David Bowie – Deram debut album cover, 1967Written by: David Bowie
Recorded: 8, 9 December 1966; 2000
Producer: Mike Vernon
Engineer: Gus Dudgeon

Released: 1 June 1967

Available on:
David Bowie
Nothing Has Changed
Conversation Piece
Toy

Personnel

David Bowie: vocals
Derek Boyes: piano
Dek Fearnley: bass guitar, vocals
John Eager: drums, vocals
Marion Constable: vocals
Unknown session musicians

One of the most significant songs on David Bowie’s 1967 debut album was ‘Silly Boy Blue’, his first expression of his burgeoning interest in Buddhism and Eastern philosophy.

The song appeared on the second side of Bowie’s debut album. On the US edition, released by Decca’s American counterpart London Records, it was erroneously titled ‘Silly Boy Blues’ on the back cover.

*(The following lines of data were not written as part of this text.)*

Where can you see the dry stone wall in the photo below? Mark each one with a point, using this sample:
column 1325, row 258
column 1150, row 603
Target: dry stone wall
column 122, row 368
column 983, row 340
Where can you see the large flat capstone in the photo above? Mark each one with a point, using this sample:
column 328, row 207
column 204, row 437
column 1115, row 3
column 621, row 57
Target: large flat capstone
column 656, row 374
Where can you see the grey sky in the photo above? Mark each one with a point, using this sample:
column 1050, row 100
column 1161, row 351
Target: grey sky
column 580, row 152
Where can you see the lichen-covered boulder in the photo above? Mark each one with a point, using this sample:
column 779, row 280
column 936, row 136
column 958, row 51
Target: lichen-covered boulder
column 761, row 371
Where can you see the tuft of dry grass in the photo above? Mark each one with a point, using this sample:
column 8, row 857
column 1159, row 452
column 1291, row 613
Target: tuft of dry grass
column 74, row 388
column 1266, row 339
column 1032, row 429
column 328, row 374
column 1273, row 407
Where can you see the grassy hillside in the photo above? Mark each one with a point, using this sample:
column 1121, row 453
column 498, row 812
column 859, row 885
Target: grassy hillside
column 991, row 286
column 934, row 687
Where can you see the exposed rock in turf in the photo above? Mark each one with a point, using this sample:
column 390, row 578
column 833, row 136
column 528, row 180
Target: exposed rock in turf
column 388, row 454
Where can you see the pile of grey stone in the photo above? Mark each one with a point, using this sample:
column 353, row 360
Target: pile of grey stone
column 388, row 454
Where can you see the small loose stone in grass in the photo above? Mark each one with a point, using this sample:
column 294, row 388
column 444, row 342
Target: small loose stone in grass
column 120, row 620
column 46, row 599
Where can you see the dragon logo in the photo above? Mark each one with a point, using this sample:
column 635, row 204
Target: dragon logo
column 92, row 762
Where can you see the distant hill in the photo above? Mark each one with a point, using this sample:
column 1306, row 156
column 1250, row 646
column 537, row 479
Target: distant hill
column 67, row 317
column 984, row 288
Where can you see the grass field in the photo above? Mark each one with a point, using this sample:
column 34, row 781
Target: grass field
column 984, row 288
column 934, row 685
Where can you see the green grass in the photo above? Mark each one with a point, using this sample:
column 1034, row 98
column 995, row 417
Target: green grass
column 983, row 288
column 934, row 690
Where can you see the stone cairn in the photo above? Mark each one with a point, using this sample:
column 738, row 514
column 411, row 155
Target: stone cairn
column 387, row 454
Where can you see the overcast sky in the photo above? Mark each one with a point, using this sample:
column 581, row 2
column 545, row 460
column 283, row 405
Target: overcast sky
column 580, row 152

Over the last couple of years, I’ve felt really guilty about the continuing situation [in Tibet]. I wrote a couple of things in 1968 about this situation. One was called ‘Silly Boy Blue’ and another was called ‘Karma Man’.
David Bowie, 1997
BBC Radio 1

Bowie is known to have developed an interest in Tibetan Buddhism in around 1965. A source of inspiration in this time was Heinrich Harrer’s Seven Years In Tibet (1952), which chronicled Tibetan culture in the period between World War Two and China’s 1950 invasion of the country.

In February 1966 Bowie told the UK music press of his desire to visit Tibet.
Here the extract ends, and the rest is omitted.